Après les récents reportages consacrés aux sociétés médicales et aux revenus des médecins, la Belgian Society of Radiology (BSR) dénonce une vision réductrice de la spécialité. Dans un communiqué publié vendredi, elle rappelle que les bénéfices des sociétés médicales ne reflètent pas les revenus personnels des praticiens et plaide pour un débat centré sur les soins, l'innovation et l'avenir de la médecine.
« Une société n'est pas une fiche de paie. » C'est le message adressé par la Belgian Society of Radiology (BSR) après les récents débats sur les revenus des médecins. Si elle juge ce débat « légitime et nécessaire », la société scientifique estime qu'il passe à côté de son véritable objectif lorsque des disciplines médicales complexes sont réduites à un classement des bénéfices de sociétés.

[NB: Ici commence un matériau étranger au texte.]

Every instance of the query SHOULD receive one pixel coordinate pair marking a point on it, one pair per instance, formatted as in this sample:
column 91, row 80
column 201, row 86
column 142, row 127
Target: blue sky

Selon la BSR, les chiffres publiés sur les sociétés médicales sont souvent présentés comme s'ils reflétaient les revenus personnels des médecins. Or, les bénéfices déclarés servent fréquemment à financer des investissements en équipements, en informatique, en formation, en assurances et en activités professionnelles futures. Ils sont en outre présentés avant toute fiscalité supplémentaire sur les dividendes ou les distributions versées au médecin lui-même. Assimiler le bénéfice d'une société au revenu net personnel conduit ainsi à « une perception fondamentalement erronée ».
La société scientifique rappelle également que la radiologie est aujourd'hui « l'une des disciplines les plus centrales de la médecine ». Presque chaque patient qui se rend aux urgences, reçoit un diagnostic de cancer, subit un AVC, est opéré ou bénéficie du suivi d'une maladie chronique entre directement ou indirectement en contact avec un radiologue. Pourtant, le travail de ces spécialistes demeure largement invisible. « Le patient voit souvent l'appareil, mais pas le médecin derrière l'interprétation, les concertations multidisciplinaires, les gardes, le contrôle de qualité, la formation, la recherche scientifique et la disponibilité permanente sur lesquelles repose la médecine moderne. »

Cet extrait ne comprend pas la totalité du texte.